Real Time Diffusion in TouchDesigner
With the intention of creating a unique and memorable experience for someone in an exhibit, I began prototyping a system using real time AI animation. The pipeline uses an accelerated stable diffusion model called Stream Diffusion which is ran in TouchDesigner. A frame rate of circa 15 fps can be achieved due to the model’s ability to sequentially denoise certain operations into batched processes. A smoothing interpolation is also applied to reduce the appearance of choppiness. In essence, a video input from a webcam and a text prompt are used together to create the following real time animations.
ControlNet
To introduce more control, extra conditions were set by passing the threshold and edge nodes into the ControlNet model. The goal is to expose the most prominent variables i.e. the number of denoise steps, the ControlNet weight and the noise seed, then assign them to a midi controller. In an exhibit, you could therefore have a keyboard with a simple midi controller with a camera. The user could then type their own text prompt, strike any pose they wish and have the power to control the video output as they desire, all in real time.

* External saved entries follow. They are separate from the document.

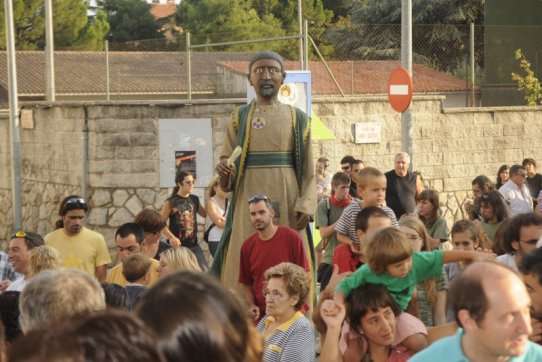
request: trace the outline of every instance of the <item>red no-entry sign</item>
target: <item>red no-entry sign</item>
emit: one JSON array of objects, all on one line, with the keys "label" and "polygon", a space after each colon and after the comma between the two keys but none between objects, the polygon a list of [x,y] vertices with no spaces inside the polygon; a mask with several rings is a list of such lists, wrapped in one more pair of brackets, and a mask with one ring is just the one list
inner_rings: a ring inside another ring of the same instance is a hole
[{"label": "red no-entry sign", "polygon": [[397,112],[404,112],[412,101],[412,78],[405,68],[396,68],[388,79],[388,99]]}]

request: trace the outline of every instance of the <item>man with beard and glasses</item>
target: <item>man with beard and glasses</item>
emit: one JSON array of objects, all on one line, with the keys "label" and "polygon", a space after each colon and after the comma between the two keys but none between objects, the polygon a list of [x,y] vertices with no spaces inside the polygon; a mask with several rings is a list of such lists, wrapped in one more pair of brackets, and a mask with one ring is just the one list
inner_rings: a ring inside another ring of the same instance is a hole
[{"label": "man with beard and glasses", "polygon": [[506,254],[499,255],[497,261],[508,265],[518,273],[518,265],[523,256],[536,249],[542,237],[542,216],[533,212],[518,214],[510,220],[510,226],[502,240]]},{"label": "man with beard and glasses", "polygon": [[45,235],[45,244],[58,250],[62,266],[87,272],[103,283],[111,257],[104,237],[83,226],[87,213],[88,204],[81,196],[65,197],[58,211],[57,230]]},{"label": "man with beard and glasses", "polygon": [[299,265],[308,272],[310,268],[299,234],[289,227],[273,223],[273,206],[267,196],[251,197],[248,210],[256,233],[241,247],[239,283],[243,286],[248,314],[258,321],[265,315],[265,271],[282,262]]},{"label": "man with beard and glasses", "polygon": [[[277,95],[285,76],[280,55],[270,51],[254,55],[248,79],[256,99],[233,112],[216,168],[221,188],[232,191],[232,199],[211,272],[239,294],[239,251],[252,229],[246,200],[259,192],[273,200],[277,223],[299,233],[307,254],[310,252],[311,265],[314,262],[307,230],[316,208],[311,122],[301,110],[279,103]],[[242,153],[229,166],[227,158],[237,146]]]}]

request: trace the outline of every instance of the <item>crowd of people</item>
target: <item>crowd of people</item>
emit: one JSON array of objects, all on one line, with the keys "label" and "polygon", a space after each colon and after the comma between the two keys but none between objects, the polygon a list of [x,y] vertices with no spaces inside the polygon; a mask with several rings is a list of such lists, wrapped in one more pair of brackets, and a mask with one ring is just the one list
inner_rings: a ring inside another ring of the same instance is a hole
[{"label": "crowd of people", "polygon": [[278,54],[254,56],[256,100],[232,114],[205,202],[178,171],[160,211],[116,230],[116,265],[79,195],[44,237],[12,235],[0,362],[542,360],[536,161],[474,178],[449,230],[407,153],[388,172],[313,165],[310,119],[276,101],[284,77]]}]

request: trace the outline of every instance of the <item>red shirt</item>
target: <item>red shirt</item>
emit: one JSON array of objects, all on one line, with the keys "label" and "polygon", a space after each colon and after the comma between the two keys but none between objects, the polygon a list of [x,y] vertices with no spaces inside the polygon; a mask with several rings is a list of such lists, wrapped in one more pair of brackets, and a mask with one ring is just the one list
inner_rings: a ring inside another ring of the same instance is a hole
[{"label": "red shirt", "polygon": [[265,315],[263,274],[270,267],[282,262],[290,262],[310,270],[301,237],[288,227],[279,226],[269,240],[262,240],[258,233],[255,233],[241,246],[239,283],[252,287],[256,305],[260,308],[260,318]]},{"label": "red shirt", "polygon": [[349,245],[341,244],[337,246],[333,252],[331,265],[338,265],[339,274],[342,274],[358,270],[362,263],[359,261],[359,256],[352,253]]}]

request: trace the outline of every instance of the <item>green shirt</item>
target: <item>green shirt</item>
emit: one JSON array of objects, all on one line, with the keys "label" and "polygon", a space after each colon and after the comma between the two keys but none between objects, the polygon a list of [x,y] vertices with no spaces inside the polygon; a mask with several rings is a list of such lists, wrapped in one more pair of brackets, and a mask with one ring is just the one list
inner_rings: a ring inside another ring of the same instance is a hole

I feel this would have a long-lasting, memorable and deeply personal impact on the viewer as they can create their own experience.
Architectural Prototyping Tool
By arranging a set of small 3D-printed building blocks into a basic building structure, the pipeline enables the creation of architectural designs. The intention was to empower clients, or people in an exhibition, to create their own miniature buildings using their own hands in physical space. They could then use text prompts and the previously mentioned control logic to craft their own architectural visions. This approach bridges physical and digital realms, fostering a deeper connection for users by freeing them from the confines of a digital screen. It also serves as an endless source of inspiration at the earlier stages of design. As the building blocks are similar to Lego bricks, I feel it would also be highly engaging for children to develop a keen interest in architecture. Conversely, as the blocks have a sleek and contemporary style, adults will also find them intriguing to play with, therefore making the exhibit applicable to a wide spectrum of people.
The above and below clips specify a Saudi Arabian aesthetic and show how effective changing the number of denoise steps and the noise seed is. At the time of recording these clips, an appropriate tripod wasn’t available, hence why the video is quite unstable. In a final exhibition setup, the final output would be far more stable as the camera would be securely mounted in a fixed position.
The final clip showcases a more abstract text prompt, specifying an M.C. Escher-related output. As he was a graphic artist, not an architect, most of his architectural prints are of interiors, therefore much greater prompt engineering was required for Stream Diffusion to generate the type of imagery intended. Further adjectives such as ‘mind-bending’ and ‘distorted’ were added to the text prompt to yield more appropriate results. This is a point that needs careful consideration, knowing that some text prompts are far more successful than others. In an exhibition setting, adequate instructions would be needed to guide people on how to attain their desired output.